In 2014, when Satya Nadella made one of his first speeches as the new CEO of Microsoft, we were in the audience in Redmond. The one big take away was his idea that “We live in a world that rewards innovation more than anything else.”
That may or may not be true for everybody, it is certainly true for the world Microsoft lives in. Innovation is their oxygen. Without it, they die, like a fish on a dry rock.
We knew the world had changed the first time we visited the MSFT Redmond campus, back in 2007. Instead of young coders playing Frisbee on the grass like a normal tech campus, these coders were playing cricket.
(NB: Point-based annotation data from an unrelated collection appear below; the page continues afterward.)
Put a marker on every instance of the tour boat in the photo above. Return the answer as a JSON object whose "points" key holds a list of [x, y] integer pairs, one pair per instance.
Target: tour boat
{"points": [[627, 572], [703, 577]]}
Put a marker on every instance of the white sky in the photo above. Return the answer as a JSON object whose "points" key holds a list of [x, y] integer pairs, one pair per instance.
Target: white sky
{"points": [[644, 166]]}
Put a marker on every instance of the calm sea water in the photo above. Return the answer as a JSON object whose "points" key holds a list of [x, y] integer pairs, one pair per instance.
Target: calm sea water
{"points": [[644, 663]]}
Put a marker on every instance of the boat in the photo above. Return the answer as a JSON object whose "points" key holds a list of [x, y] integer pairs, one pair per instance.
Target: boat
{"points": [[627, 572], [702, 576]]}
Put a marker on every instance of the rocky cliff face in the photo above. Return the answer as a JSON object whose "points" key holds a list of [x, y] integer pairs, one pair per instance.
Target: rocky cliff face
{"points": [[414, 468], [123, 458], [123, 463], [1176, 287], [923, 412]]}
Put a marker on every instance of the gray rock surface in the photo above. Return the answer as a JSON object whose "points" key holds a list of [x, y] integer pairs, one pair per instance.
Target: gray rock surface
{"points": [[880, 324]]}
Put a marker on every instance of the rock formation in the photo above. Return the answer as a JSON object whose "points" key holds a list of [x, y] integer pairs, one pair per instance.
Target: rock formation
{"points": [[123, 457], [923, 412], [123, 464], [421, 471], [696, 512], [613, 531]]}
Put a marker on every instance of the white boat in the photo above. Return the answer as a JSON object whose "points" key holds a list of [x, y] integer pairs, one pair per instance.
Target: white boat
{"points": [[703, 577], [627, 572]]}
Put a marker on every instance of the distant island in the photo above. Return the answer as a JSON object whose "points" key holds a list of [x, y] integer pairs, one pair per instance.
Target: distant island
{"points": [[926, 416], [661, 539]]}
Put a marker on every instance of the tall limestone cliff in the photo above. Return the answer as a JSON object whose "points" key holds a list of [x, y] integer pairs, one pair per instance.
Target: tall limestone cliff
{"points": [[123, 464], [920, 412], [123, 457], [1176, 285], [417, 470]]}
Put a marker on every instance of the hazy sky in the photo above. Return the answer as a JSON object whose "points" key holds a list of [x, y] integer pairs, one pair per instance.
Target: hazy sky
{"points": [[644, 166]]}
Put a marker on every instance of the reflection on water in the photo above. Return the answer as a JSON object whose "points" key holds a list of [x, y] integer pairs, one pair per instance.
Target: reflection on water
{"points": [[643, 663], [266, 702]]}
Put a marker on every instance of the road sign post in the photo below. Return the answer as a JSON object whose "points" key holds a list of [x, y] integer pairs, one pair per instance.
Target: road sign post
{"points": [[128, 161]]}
Cricket! That was the very first time we ever saw cricket (the national game of the Asian Subcontinent, introduced there by the Brits) being played inside the USA. We knew right then that the world had changed.
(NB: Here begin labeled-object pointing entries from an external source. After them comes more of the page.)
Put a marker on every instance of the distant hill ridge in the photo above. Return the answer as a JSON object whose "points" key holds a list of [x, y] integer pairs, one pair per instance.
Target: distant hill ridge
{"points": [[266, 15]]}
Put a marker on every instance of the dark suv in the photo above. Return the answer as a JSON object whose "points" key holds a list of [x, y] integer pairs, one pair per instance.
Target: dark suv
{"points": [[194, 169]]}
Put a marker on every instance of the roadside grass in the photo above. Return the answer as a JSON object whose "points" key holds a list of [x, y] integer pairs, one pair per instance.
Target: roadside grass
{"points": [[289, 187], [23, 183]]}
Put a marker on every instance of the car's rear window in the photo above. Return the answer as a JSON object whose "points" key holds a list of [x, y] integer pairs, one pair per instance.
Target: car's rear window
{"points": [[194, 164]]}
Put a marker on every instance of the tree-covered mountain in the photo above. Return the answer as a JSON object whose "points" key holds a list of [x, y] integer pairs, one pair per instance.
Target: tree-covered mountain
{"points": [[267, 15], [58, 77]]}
And only a few years later, they made Satya their new CEO without a lot of fuss.
Wherever you find innovation on a mammoth, world-class scale, you’ll see a lot of collaboration and a lot of diversity. This happened in Silicon Valley (and firms like Microsoft) simply because people wanted the results that came with it, it wasn’t for the political angles. The product they wanted was “innovation”, and diversity and collaboration came with the package organically.
So, if business is your game and you’re hoping to beat the odds, expect more ethnic and neurodiversity. Expect more gender diversity and LGBTQ folks in positions of power. This is not merely the byproduct of political correctness or government intrusion, this is the byproduct of hardcore competition and capitalism at its fiercest.